Well, first of all, the base. My laptop is a personal Mac Book Pro. For the geeks (just like myself); a 2.66Ghz Core i7, 8GB Ram and a 256GB SSD and Snow Leopard. Yeah baby, I love my MBP. It’s quick!

On top of Snow Leopard I have installed VMware Fusion 4. I installed Windows 7 Enterprise inside Fusion. This VM is my VMware Workspace. So my VMware Workspace is completely separated from my personal Mac environment. This way you can apply the “Bring Your Own Device” concept securely.

I don’t have a corporate vDesktop yet. Basically the only reason is I’m offline too much of the time and the current View Client for Mac doesn’t support Local Mode. I do have a vDesktop on our European demo environment though. I can connect to it from my personal Mac side with the Mac View Client and from inside my Windows VM with the Windows View Client.

So, what am I using inside my VM? Of course email. My email resides on a Zimbra backend and I either use Google Chrome (my default browser) or the Zimbra Desktop Client Application to connect to Zimbra. Because there is hardly no difference between the browser and application way of connecting, I use Chrome to connect to Zimbra basically all the time. I can use my email independent of an OS and App and have the same experience every time by using a browser.

For my presentations I do use Sliderocket. I converted my most important PPT’s into Sliderocket and threw away all my presentations. All new presentation I create from scratch in Sliderocket.  Give yourself a bit of time with creating presentations and converting PPT’s. Not everything will go smoothly from the start but I love Sliderocket now. I’m still not a guru but I wasn’t a guru with Powerpoint either. I tried to create a small story here. Just in case I don’t have a connection, I have cached all my presentations into my Sliderocket Player application. You can download it for Windows, Mac and iPad.

Everyday I also use VMware App Manager. Via App Manager I can easily connect to several SaaS applications VMware provides me, like for example VMware Socialcast.  I intensely use Socialcast to collaborate with my colleagues. You can read about my Socialcast experience here. To connect to Socialcast I do use a browser but I have to say the Socialcast App is looking pretty good.

For my data I use Mozy Stash. Stash is in beta at this moment.

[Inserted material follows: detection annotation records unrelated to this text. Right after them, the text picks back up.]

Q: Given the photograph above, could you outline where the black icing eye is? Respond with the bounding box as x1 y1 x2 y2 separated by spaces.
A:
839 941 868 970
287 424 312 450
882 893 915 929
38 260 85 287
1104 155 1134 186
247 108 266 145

This new technology keeps my data synced across all my devices. You can compare it with Dropbox. I will elaborate on Stash soon.

Lastly, I use a couple of ThinApp-ed applications, like Google Chrome and Adobe Reader.

I try to use as much VMware End User Computing technology as possible. When new technologies arrive I will continue to try to use them as quickly as possible. I can’t wait to use Horizon Mobile, Appblast and Octopus.